Of course, those findings must also make it back to DevOps and engineering teams. The most efficient, least-intrusive method for doing this might include using a collection agent to extract any valuable metrics. This information is then transported over the network to its destination, which might often be a centralized metrics dashboard. The nice thing about that implementation is that those visualizations can provide value for multiple teams.
For internal engineers, the process is a little more performance-driven. There are a host of monitoring tools, both built-in and external, that capture statistics. These can monitor the following:
- User activity and times of peak activity
- Resource utilization and any associated trends
- Network performance
- Average engagement time
- Statefulness of components
- Control plane metrics, like API latency or queue waiting time
Metrics tracking is mostly passive and excludes any real human interaction. The process is more objective and numbers-driven.
One great thing about Slack’s rise is how it welcomes the creation of public channels. Many companies have established these channels to build communities around their products and services. They’re a great forum for active discussion on development pipelines, bugs, vulnerabilities, etc. One popular example is Kubernetes’ #devspace channel within their Slack workspace. This medium has allowed users and engineers to connect with DevSpace’s maintenance team.
Consider leveraging Slack channels to engage directly with your users. This is an excellent way to assess public opinion and uncover widespread issues. Conversely, understanding what makes users happy will help you identify your development priorities.
You can also utilize closed Slack channels. This is another effective way to communicate simultaneously with multiple engineers, share tickets, and escalate issues according to feedback.

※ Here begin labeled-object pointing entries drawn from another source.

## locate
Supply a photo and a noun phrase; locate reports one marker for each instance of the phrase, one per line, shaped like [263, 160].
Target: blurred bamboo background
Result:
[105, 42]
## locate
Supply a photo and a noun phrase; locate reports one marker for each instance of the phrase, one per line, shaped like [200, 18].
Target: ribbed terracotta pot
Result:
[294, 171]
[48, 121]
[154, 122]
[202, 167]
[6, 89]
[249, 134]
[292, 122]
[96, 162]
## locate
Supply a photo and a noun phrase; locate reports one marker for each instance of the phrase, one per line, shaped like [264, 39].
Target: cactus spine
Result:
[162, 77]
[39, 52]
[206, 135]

Sometimes, the most effective and approachable way to gather feedback is through traditional mechanisms. Email remains a powerful tool for capturing relevant information about system performance and any manifested symptoms stemming from different problems.
The key is ensuring that all support emails feed into one specialized inbox. From here, team members are best equipped to understand the problem and escalate appropriately to pass information along. If these submissions were grouped with general inquiries, then critical technical feedback would be lost amongst the noise.

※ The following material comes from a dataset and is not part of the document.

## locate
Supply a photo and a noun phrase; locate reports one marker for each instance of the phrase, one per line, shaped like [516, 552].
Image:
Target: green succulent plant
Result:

Everyone knows how email works. Additionally, feedback in written format is immensely useful for reference later on. It’s possible to send emails from anywhere. Best of all, email is a passive channel at the collection stage since mail servers operate 24/7, unlike help desk agents. From there, the feedback loop can operate as intended.

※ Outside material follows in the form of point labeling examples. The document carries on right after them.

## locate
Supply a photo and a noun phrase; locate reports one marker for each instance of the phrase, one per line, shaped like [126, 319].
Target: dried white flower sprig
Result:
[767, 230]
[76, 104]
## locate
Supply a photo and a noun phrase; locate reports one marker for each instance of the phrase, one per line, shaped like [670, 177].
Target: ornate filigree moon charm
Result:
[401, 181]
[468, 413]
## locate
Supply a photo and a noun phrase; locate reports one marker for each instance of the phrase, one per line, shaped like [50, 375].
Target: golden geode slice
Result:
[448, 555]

Stagnation is the enemy of advancement in the technology world. Engineers and developers can’t simply rest on their laurels once an ecosystem is officially up and running. That infrastructure requires constant maintenance to perform well and improve over time. This is especially important and feasible in a microservices context since smaller chunks of code are much easier to work with than monoliths.
That said, companies are flying blind without gathering valuable feedback. This can be done actively (polling, crowdsourcing, outreach) or passively through channels that are always available (if not always monitored). Both technical and functional feedback is important. Objective metrics and subjective opinion have equal gravitas depending on the subject at hand. By harnessing this feedback, you’ll be in an excellent position to succeed on the backend.